Hostnames, directory names, etc have been changed to protect my job.
The situation, in brief:
A Solaris 9 system that is serving as an SAP on Oracle database server. The system also acts as an NFS server to SAP application servers. This specific system is currently in use as a test system for end-of-fiscal-year processing. As a result, it gets reconfigured often. Many times, in a hurry.
The problem, in brief:
The NFS server is only exporting the LAST entry in /etc/dfs/dfstab. Or more accurately, the NFS server only exports one filesystem at a time.
Yesterday, I got a request from the SAP BASIS group to reconfigure this server in a hurry. One UFS filesystem (on Veritas Volume Manager) needed to be grown, and a second directory needed to be exported via NFS. I added the new filesystem into the /etc/dfs/dfstab as usual, and as usual, I ran the shareall command. So, I logged into the application server, added the filesystem into my automount map, restarted autofs, then tried to test the new mountpoint:
[root@client root]# ls /mnt/b
Permission denied
Permission denied. Hmm. Running showmount -e on the server showed the following:
[steelmi1@server steelmi1]$ showmount -e
export list for server:
/export/a
Which is interesting, because the /etc/dfs/dfstab reads thusly:
[steelmi1@server steelmi1]$ cat /etc/dfs/dfstab
share -F nfs /export/b
share -F nfs /export/a
In order to make sure that I hadn’t malformed the /export/b entry, I reveresed the two entries in /etc/dfs/dfstab so that it now looks like this:
[steelmi1@server steelmi1]$ cat /etc/dfs/dfstab
share -F nfs /export/a
share -F nfs /export/b
[steelmi1@server steelmi1]$ showmount -e
export list for server:
/export/b
So obviously, the entry isn’t malformed.
The next thing I tried was running the individual share commands. No matter which one I ran, it would export that filesystem, and remove the others.
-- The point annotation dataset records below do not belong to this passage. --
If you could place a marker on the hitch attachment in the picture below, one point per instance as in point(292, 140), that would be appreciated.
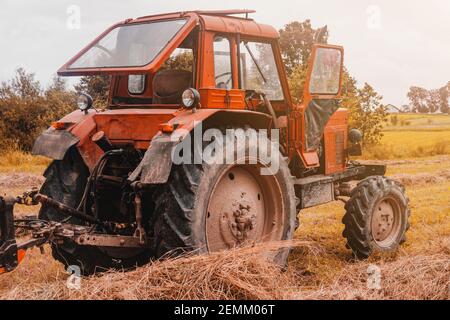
point(10, 255)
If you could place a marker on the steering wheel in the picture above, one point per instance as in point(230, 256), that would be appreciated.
point(252, 94)
point(223, 75)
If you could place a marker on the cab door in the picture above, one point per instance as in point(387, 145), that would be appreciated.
point(320, 98)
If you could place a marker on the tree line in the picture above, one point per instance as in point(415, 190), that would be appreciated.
point(26, 108)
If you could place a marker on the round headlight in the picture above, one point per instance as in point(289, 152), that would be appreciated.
point(355, 136)
point(84, 102)
point(190, 98)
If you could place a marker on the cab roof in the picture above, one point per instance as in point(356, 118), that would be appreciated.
point(221, 21)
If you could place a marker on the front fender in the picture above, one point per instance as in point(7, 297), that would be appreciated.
point(156, 165)
point(54, 144)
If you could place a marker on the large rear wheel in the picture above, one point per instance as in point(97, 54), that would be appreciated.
point(210, 208)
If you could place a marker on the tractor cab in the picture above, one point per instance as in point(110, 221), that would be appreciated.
point(231, 62)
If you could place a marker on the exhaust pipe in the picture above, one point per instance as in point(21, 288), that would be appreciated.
point(9, 254)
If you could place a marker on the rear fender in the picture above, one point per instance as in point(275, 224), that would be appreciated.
point(156, 165)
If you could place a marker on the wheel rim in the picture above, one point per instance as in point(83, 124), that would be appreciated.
point(244, 207)
point(386, 222)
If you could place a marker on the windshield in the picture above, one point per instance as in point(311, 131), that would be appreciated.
point(259, 70)
point(133, 45)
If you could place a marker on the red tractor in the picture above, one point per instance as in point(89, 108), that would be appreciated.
point(114, 196)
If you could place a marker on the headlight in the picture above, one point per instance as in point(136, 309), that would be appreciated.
point(355, 136)
point(190, 98)
point(84, 102)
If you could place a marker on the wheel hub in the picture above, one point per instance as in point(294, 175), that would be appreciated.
point(239, 212)
point(383, 221)
point(243, 220)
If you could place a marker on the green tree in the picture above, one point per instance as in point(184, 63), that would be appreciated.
point(296, 40)
point(26, 110)
point(368, 114)
point(418, 99)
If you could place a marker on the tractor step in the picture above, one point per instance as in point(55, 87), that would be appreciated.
point(320, 189)
point(9, 255)
point(314, 190)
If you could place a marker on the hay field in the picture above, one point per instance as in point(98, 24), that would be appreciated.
point(320, 267)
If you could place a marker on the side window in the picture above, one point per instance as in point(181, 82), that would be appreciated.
point(222, 63)
point(136, 83)
point(259, 70)
point(180, 59)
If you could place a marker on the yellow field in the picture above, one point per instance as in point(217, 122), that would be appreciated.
point(320, 266)
point(424, 136)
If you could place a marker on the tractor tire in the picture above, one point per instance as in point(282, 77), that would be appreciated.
point(376, 217)
point(213, 207)
point(65, 182)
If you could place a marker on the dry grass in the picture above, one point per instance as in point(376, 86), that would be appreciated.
point(414, 136)
point(320, 267)
point(246, 274)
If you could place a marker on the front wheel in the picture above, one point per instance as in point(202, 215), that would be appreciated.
point(376, 217)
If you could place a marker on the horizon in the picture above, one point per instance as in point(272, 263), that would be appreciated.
point(386, 44)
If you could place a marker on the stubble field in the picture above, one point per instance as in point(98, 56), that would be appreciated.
point(320, 267)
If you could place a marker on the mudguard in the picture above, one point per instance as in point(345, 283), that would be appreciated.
point(54, 144)
point(156, 165)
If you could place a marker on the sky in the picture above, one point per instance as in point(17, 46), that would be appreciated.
point(390, 44)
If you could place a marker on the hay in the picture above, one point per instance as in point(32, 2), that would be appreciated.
point(246, 274)
point(422, 178)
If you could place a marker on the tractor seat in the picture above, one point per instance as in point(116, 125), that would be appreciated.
point(169, 85)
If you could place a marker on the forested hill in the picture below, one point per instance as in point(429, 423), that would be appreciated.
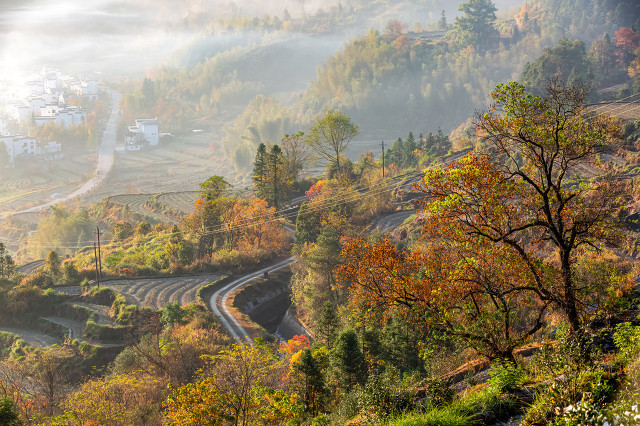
point(415, 68)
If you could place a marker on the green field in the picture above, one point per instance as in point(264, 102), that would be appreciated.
point(31, 183)
point(171, 167)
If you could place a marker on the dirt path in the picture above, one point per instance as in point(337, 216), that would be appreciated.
point(76, 328)
point(33, 338)
point(102, 312)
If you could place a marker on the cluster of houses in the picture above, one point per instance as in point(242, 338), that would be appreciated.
point(145, 132)
point(40, 99)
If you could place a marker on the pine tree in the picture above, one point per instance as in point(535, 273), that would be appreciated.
point(260, 171)
point(348, 359)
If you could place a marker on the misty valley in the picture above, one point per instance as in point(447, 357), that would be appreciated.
point(303, 212)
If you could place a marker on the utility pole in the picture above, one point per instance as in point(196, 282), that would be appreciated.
point(98, 233)
point(95, 253)
point(383, 159)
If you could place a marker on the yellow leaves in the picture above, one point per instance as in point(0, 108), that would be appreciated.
point(118, 399)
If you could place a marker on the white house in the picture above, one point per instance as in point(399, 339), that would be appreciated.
point(145, 129)
point(19, 146)
point(50, 151)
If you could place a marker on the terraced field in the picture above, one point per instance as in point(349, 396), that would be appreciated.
point(157, 292)
point(172, 166)
point(33, 338)
point(182, 201)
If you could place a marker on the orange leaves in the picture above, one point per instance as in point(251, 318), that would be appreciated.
point(470, 198)
point(380, 273)
point(315, 189)
point(295, 345)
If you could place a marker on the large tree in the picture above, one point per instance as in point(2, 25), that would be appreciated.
point(331, 134)
point(501, 233)
point(531, 197)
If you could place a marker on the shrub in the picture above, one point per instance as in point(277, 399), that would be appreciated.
point(438, 392)
point(505, 376)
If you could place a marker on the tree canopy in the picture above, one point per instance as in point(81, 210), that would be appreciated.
point(331, 134)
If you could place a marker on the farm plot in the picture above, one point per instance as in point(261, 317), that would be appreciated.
point(157, 292)
point(33, 338)
point(136, 203)
point(182, 201)
point(175, 166)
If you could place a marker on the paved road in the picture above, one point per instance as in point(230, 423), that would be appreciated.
point(105, 155)
point(391, 221)
point(219, 301)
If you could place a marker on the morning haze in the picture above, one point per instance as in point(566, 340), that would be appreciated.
point(319, 212)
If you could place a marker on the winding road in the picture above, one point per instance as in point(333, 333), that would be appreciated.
point(105, 155)
point(219, 301)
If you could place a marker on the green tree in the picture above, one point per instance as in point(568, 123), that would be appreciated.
point(331, 134)
point(211, 209)
point(567, 60)
point(52, 264)
point(260, 171)
point(296, 154)
point(539, 144)
point(442, 22)
point(328, 324)
point(8, 413)
point(476, 26)
point(309, 381)
point(278, 185)
point(7, 265)
point(70, 272)
point(348, 359)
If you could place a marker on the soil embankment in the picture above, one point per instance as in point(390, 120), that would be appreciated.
point(266, 300)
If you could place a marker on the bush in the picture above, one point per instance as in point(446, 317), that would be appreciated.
point(438, 392)
point(385, 396)
point(105, 332)
point(505, 376)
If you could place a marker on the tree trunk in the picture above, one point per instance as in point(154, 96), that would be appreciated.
point(569, 301)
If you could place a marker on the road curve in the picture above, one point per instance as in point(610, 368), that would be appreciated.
point(218, 302)
point(105, 155)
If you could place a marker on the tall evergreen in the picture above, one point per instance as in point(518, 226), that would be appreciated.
point(260, 171)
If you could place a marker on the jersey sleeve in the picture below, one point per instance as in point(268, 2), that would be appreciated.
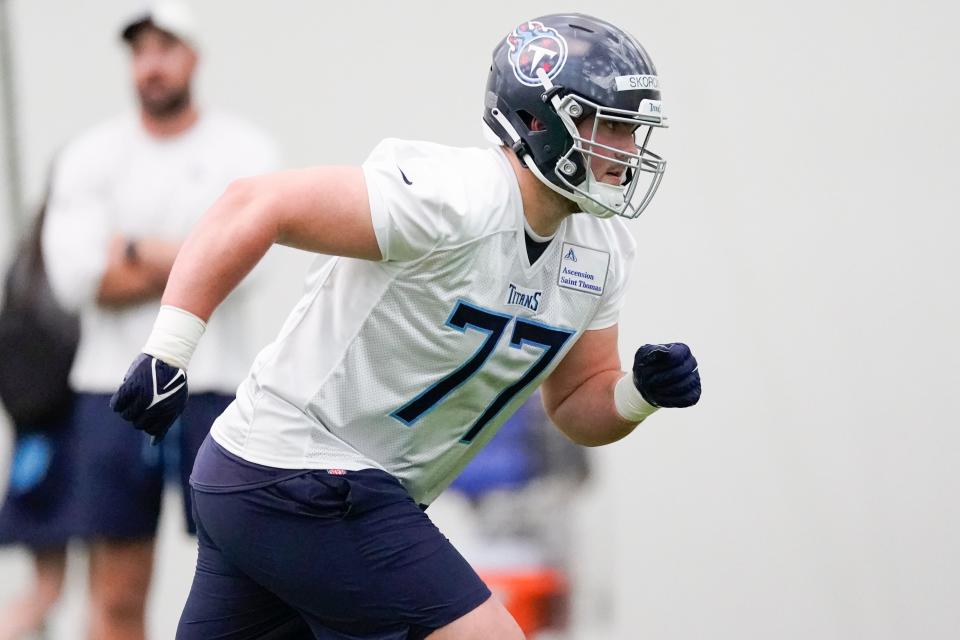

Now, we UNIX administrators are loath to admit that our systems sometimes need to be rebooted. Ran uptime to see how long this machine had been up, and I saw something strange:
[steelmi1@server ~]$ uptime
1:32pm up 3 users, load average: 0.41, 0.23, 0.15
This is what the output of uptime normally looks like:
[steelmi1@server ~]$ uptime
1:32pm up 13 day(s), 21:51, 3 users, load average: 0.41, 0.23, 0.15
So, the “uptime” field was missing from the output. I knew that during end-of-year testing, we often disable the NetworkTime Protocol daemon, then set the system clock several months forward to more accurately simulate what will happen during closing. I took a quick look at the /var/adm/wtmpx and /var/adm/utmpx files to see if there were any obvious problems with them. First, I copied them to /root, and operated on the copies:
[root@server root]# cp /var/adm/*tmpx /root
[root@server root]# /usr/lib/acct/fwtmp < wtmpx | grep time
old time 0 3 0000 0000 1151077407 0 0 0 Fri Jun 23 10:43:27 2006
new time 0 4 0000 0000 1163001000 0 0 0 Wed Nov 8 09:50:00 2006
old time 0 3 0000 0000 1166355898 0 0 0 Sun Dec 17 05:44:58 2006
new time 0 4 0000 0000 1154431320 0 0 0 Tue Aug 1 06:22:00 2006
old time 0 3 0000 0000 1154956653 0 0 0 Mon Aug 7 08:17:33 2006
new time 0 4 0000 0000 1160226960 0 0 0 Sat Oct 7 08:16:00 2006
old time 0 3 0000 0000 1160227423 0 0 0 Sat Oct 7 08:23:43 2006
new time 0 4 0000 0000 1159881720 0 0 0 Tue Oct 3 08:22:00 2006
[root@server root]# /usr/lib/acct/fwtmp < utmpx
system boot 0 2 0000 0000 1163450999 0 0 0 Mon Nov 13 14:49:59 2006
run-level 3 0 1 0063 0123 1163451051 0 0 0 Mon Nov 13 14:50:51 2006
(OUTPUT TRUNCATED)
[root@server root]# date
Thu Oct 26 13:54:16 CDT 2006
So, since 23 June, the date has been set and reset several times, forward and backward. In fact, the last recorded reboot is about 8 days into the future. As far as the system is concerned, uptime is a negative value!
The Fix, in brief:
With that mystery solved, and with /var/adm/utmpx already backed up, I decided to clear utmpx out, and try running shareall again.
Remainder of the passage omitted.